Romanticism

Art movement

Romanticism, also known as the Romantic era or the Romantic period, emerged as a powerful artistic, literary, musical, and intellectual movement in Europe during the late 18th century. It reached its zenith between 1800 and 1850, leaving an indelible mark. This period was characterized by its unwavering focus on emotion and individualism, as well as its exaltation of the past and nature, favoring the medieval over the classical. The Romantics emerged as a response to the Industrial Revolution, the aristocratic norms of the Age of Enlightenment, and the scientific rationalization of nature — all hallmarks of modernity. Though it found its strongest expression in the visual arts, music, and literature, Romanticism also influenced historiography, education, and the natural sciences. Moreover, Romanticism exerted a profound and intricate impact on politics. While initially linked with liberalism and radicalism, its lasting contribution lay in fostering the growth of nationalism.

Central to Romanticism was the emphasis on intense emotions as a genuine source of aesthetic experience. It elevated feelings of apprehension, horror, terror, and awe, particularly when confronted with the new aesthetic categories of the sublime and the beauty of nature. Folk art and ancient customs were elevated to a noble status, and spontaneity was regarded as a desirable characteristic, as seen in the realm of musical improvisation. In direct contrast to the rationalism and classicism of the Enlightenment, Romanticism revived elements of medieval art and narrative, perceived as genuinely medieval, in an attempt to escape the challenges of population growth, urban sprawl, and industrialization.

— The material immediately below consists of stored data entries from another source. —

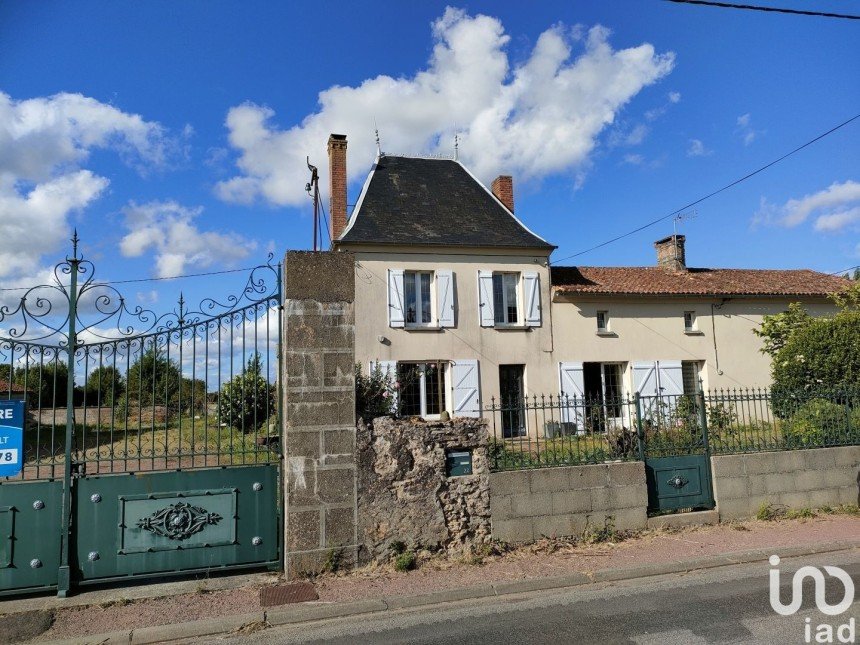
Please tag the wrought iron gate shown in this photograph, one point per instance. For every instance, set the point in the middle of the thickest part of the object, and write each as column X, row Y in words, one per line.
column 673, row 443
column 152, row 442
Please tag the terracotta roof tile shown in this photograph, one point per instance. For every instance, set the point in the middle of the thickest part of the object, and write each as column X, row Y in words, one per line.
column 721, row 282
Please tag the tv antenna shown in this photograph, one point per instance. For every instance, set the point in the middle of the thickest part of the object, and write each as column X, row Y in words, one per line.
column 312, row 188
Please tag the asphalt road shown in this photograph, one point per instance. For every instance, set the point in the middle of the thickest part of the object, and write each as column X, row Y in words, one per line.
column 726, row 605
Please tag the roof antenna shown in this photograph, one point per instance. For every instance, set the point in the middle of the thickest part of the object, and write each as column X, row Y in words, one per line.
column 378, row 147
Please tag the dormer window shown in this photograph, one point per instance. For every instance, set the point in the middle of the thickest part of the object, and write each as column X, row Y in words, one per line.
column 418, row 307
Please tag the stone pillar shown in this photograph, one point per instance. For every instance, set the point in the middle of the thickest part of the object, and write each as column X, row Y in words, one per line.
column 319, row 411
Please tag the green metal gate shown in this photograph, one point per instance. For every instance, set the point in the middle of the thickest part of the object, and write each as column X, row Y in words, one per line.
column 152, row 443
column 673, row 443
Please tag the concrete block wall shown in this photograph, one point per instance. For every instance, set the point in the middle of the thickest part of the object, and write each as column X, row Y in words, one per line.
column 796, row 478
column 528, row 504
column 319, row 411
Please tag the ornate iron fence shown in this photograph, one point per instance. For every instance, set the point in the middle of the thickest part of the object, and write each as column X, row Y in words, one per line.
column 542, row 431
column 112, row 388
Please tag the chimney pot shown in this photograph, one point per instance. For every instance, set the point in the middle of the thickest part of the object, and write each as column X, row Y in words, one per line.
column 671, row 254
column 337, row 184
column 503, row 189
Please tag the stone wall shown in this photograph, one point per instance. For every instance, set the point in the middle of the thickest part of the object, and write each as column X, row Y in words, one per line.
column 404, row 493
column 529, row 504
column 319, row 410
column 796, row 478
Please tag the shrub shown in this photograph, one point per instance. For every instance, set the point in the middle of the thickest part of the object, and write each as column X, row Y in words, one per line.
column 375, row 394
column 246, row 401
column 404, row 561
column 816, row 423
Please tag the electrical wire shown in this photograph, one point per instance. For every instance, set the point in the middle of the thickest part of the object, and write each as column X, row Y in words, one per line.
column 135, row 280
column 750, row 7
column 709, row 195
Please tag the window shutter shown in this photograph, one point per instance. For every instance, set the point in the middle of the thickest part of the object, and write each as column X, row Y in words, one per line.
column 395, row 298
column 445, row 297
column 645, row 379
column 531, row 283
column 466, row 388
column 671, row 378
column 485, row 299
column 572, row 391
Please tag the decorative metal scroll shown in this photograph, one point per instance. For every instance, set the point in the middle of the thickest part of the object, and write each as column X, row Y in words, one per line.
column 46, row 312
column 178, row 521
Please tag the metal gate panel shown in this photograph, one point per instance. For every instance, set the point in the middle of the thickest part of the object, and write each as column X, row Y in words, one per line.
column 678, row 482
column 29, row 535
column 153, row 523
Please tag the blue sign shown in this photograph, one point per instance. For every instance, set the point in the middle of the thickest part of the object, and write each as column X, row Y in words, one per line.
column 11, row 438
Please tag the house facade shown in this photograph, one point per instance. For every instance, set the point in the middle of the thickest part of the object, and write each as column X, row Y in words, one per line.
column 458, row 299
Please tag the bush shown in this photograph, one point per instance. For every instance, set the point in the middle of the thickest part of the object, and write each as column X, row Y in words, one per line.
column 375, row 394
column 404, row 561
column 246, row 401
column 817, row 423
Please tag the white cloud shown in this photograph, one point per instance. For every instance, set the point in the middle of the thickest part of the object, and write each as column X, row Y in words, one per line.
column 43, row 143
column 836, row 207
column 169, row 230
column 697, row 149
column 745, row 130
column 538, row 118
column 833, row 222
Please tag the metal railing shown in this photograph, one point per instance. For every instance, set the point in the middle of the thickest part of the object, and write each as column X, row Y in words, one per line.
column 543, row 431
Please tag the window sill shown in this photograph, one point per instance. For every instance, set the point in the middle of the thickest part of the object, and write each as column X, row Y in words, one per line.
column 422, row 328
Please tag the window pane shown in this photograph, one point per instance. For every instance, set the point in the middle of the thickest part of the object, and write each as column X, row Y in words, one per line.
column 498, row 298
column 425, row 297
column 409, row 380
column 432, row 385
column 410, row 303
column 511, row 298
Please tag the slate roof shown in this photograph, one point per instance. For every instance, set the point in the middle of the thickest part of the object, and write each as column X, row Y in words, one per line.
column 698, row 282
column 435, row 202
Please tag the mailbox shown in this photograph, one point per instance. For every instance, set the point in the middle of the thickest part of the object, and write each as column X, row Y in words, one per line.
column 458, row 463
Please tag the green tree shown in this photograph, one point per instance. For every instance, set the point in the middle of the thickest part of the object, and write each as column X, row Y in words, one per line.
column 246, row 402
column 776, row 329
column 153, row 379
column 104, row 386
column 822, row 355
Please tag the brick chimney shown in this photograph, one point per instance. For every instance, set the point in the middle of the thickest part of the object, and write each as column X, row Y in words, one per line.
column 337, row 184
column 670, row 253
column 503, row 189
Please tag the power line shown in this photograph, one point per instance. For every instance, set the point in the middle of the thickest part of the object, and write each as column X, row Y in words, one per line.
column 750, row 7
column 134, row 280
column 709, row 195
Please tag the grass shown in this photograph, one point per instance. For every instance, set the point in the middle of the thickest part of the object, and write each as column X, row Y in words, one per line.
column 184, row 437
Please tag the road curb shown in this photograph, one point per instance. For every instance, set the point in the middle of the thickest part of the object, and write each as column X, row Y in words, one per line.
column 296, row 614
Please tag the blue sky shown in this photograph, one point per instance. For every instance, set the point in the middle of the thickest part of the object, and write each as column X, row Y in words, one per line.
column 172, row 134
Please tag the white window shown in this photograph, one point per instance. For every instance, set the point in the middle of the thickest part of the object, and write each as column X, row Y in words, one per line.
column 421, row 299
column 509, row 299
column 602, row 322
column 690, row 321
column 418, row 307
column 506, row 297
column 422, row 389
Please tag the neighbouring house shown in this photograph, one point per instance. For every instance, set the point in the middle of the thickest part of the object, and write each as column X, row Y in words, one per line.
column 456, row 297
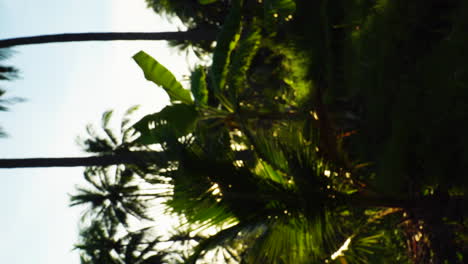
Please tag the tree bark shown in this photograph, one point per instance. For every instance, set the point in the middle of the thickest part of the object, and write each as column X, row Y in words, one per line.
column 135, row 157
column 104, row 160
column 191, row 35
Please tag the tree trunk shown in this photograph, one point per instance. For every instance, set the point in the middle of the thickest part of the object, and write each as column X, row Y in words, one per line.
column 191, row 35
column 104, row 160
column 135, row 157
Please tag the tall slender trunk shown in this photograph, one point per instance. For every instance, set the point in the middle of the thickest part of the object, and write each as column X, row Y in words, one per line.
column 191, row 35
column 133, row 157
column 140, row 157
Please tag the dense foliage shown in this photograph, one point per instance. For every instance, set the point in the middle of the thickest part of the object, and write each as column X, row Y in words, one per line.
column 323, row 131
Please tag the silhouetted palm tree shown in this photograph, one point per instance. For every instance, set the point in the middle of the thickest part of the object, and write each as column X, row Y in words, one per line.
column 191, row 35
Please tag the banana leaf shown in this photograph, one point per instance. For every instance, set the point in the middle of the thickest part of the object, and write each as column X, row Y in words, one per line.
column 157, row 73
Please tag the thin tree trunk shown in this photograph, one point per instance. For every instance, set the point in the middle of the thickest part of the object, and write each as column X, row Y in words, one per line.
column 135, row 157
column 191, row 35
column 104, row 160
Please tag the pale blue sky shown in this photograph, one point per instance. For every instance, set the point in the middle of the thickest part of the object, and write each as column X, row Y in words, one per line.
column 67, row 86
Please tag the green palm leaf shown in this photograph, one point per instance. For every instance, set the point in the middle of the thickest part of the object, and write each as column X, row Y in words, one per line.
column 225, row 44
column 242, row 59
column 173, row 122
column 157, row 73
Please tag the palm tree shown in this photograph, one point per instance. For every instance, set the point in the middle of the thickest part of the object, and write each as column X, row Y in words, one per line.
column 7, row 73
column 191, row 35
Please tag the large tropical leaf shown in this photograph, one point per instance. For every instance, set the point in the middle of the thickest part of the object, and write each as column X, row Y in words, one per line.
column 173, row 122
column 157, row 73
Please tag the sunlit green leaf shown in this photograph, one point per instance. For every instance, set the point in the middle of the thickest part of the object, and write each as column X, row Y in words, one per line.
column 157, row 73
column 225, row 44
column 242, row 59
column 198, row 86
column 173, row 121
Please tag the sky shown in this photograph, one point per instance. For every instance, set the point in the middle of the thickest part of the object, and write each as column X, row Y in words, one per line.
column 67, row 86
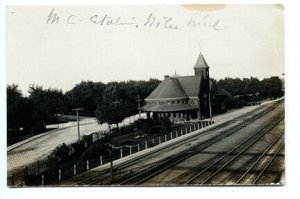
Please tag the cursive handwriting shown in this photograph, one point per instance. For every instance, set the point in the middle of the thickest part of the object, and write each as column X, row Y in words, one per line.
column 148, row 21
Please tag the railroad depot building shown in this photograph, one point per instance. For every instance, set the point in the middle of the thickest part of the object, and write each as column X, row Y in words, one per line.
column 183, row 98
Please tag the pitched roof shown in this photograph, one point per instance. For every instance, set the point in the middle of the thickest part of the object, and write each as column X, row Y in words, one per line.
column 201, row 63
column 190, row 84
column 168, row 107
column 170, row 88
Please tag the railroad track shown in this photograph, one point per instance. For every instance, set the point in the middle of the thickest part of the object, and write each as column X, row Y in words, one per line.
column 205, row 176
column 119, row 169
column 140, row 177
column 278, row 141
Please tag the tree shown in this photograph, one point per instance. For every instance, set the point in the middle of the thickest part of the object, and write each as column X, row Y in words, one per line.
column 115, row 105
column 272, row 87
column 85, row 95
column 46, row 103
column 19, row 110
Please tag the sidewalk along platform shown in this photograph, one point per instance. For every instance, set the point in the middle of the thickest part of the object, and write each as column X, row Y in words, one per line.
column 218, row 121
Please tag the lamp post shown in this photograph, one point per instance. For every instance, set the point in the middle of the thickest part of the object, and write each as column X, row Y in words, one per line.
column 139, row 105
column 77, row 116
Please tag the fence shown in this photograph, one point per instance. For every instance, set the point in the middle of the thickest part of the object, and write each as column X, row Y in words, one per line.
column 38, row 173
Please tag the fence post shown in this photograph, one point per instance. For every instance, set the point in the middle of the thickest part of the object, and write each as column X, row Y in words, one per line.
column 26, row 175
column 43, row 180
column 59, row 175
column 13, row 180
column 38, row 164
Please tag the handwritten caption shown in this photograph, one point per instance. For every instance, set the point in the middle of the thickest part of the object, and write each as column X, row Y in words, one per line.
column 149, row 21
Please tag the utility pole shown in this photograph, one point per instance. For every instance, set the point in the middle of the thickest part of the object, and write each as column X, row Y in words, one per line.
column 77, row 115
column 209, row 102
column 139, row 105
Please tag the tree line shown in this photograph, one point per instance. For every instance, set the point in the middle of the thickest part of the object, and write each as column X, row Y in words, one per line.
column 267, row 88
column 110, row 102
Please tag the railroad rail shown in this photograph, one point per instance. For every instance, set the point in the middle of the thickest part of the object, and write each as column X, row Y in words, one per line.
column 148, row 173
column 238, row 151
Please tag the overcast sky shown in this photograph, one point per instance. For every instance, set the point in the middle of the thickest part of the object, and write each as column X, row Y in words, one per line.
column 236, row 41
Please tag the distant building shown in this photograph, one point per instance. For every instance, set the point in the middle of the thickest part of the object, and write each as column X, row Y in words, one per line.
column 184, row 98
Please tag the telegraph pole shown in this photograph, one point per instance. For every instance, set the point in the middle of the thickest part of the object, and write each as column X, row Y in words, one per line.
column 209, row 102
column 77, row 115
column 139, row 105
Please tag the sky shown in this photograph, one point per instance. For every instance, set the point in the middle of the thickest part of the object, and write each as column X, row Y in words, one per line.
column 58, row 47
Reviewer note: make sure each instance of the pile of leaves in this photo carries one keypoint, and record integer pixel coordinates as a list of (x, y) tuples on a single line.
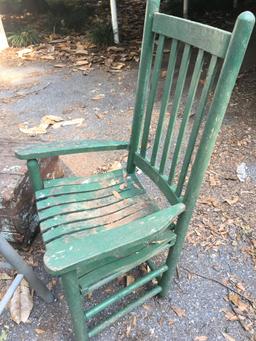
[(79, 53), (80, 47)]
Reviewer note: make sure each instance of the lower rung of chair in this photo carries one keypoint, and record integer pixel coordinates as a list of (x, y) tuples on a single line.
[(156, 290), (124, 292)]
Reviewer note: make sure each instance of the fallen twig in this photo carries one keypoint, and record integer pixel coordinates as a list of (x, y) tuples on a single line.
[(220, 283)]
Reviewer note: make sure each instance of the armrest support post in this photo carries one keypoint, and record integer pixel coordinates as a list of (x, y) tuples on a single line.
[(35, 175)]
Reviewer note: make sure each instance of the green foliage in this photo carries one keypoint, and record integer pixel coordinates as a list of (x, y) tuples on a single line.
[(101, 34), (23, 38)]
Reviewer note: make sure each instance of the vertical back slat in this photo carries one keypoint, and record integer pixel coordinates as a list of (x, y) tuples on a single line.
[(165, 99), (143, 79), (152, 94), (191, 95), (198, 118), (176, 103)]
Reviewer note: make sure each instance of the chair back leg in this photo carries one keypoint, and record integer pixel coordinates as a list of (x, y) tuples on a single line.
[(74, 300)]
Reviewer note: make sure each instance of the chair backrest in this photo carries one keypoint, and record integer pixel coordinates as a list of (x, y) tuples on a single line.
[(203, 65)]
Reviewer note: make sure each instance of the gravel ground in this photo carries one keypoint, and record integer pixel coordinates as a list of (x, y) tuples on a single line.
[(217, 253)]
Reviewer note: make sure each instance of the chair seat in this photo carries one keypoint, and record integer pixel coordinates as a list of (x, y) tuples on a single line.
[(87, 219)]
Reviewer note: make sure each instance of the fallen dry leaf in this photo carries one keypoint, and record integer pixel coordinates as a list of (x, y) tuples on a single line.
[(76, 121), (129, 279), (98, 97), (115, 165), (179, 311), (123, 186), (59, 65), (81, 62), (146, 306), (171, 322), (228, 337), (201, 338), (116, 195), (39, 331), (232, 200), (4, 277), (21, 303)]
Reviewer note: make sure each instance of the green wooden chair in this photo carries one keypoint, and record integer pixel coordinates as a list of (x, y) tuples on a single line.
[(96, 229)]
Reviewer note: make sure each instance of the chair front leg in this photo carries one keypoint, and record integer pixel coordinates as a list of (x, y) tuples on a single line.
[(74, 300)]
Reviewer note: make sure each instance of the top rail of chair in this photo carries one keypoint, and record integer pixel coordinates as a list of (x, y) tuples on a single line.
[(205, 37)]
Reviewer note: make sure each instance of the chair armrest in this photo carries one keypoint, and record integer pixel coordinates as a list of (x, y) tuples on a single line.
[(43, 150)]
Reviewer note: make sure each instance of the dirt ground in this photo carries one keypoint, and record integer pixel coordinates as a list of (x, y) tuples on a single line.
[(213, 295)]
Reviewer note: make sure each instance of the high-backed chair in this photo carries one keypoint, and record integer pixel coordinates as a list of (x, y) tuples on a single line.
[(97, 228)]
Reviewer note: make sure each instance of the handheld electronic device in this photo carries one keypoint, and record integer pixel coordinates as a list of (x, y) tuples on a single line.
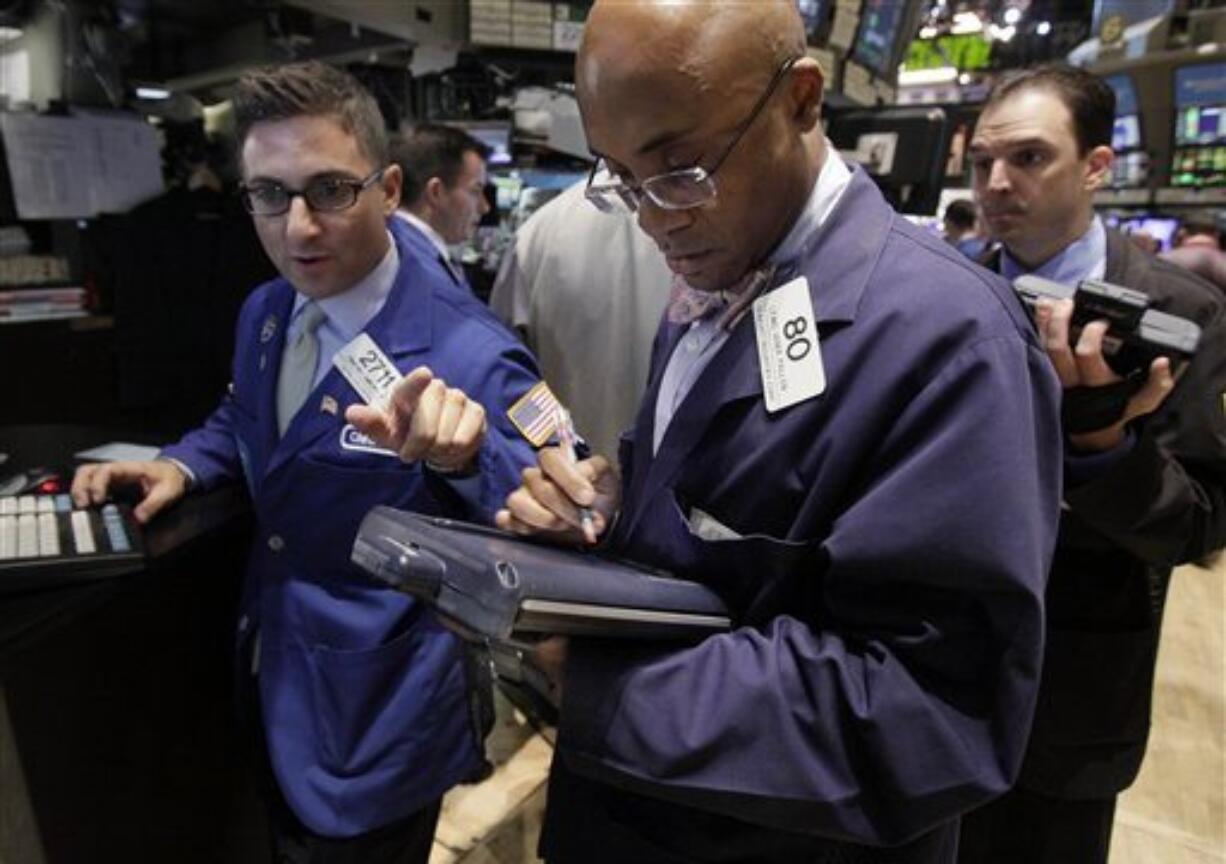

While the German Sturm und Drang movement, which advocated for intuition and emotion over Enlightenment rationalism, laid the roots of Romanticism, the French Revolution and its ideologies also played a proximate role in shaping the movement. Romanticism highly esteemed the achievements of “heroic” individualists and artists, believing that their examples would elevate society as a whole. Furthermore, it championed the imagination of the individual as a critical authority, free from classical notions of artistic form. A sense of historical and natural inevitability, a zeitgeist, permeated the representation of Romantic ideas. In the latter half of the 19th century, Realism emerged as a contrasting force to Romanticism. The decline of Romanticism during this period can be attributed to various factors, including socio-political shifts and the rise of nationalism.

The essence of Romanticism lies in the unrestricted expression of an artist’s emotions. The importance placed on emotion by the Romantics is best captured in the words of the German painter Caspar David Friedrich, who proclaimed that “the artist’s feeling is his law.” For William Wordsworth, poetry needed to originate as “the spontaneous overflow of powerful feelings,” which the poet would then recollect in a state of tranquility, evoking a new and corresponding emotion that could be shaped into art. It was believed that the content of art had to spring from the artist’s imagination, with minimal interference from artificial rules dictating the composition of a work. Samuel Taylor Coleridge and others asserted that the imagination, at least in the case of a skilled creative artist, would unconsciously follow natural laws through artistic inspiration if left to its own devices. Additionally, the influence of models and references from other works was deemed to stifle the creative imagination, emphasizing the importance of originality. The concept of genius, an artist capable of creating original works ex nihilo, lies at the heart of Romanticism, while being derivative was considered the gravest offense. This notion is commonly referred to as “romantic originality.”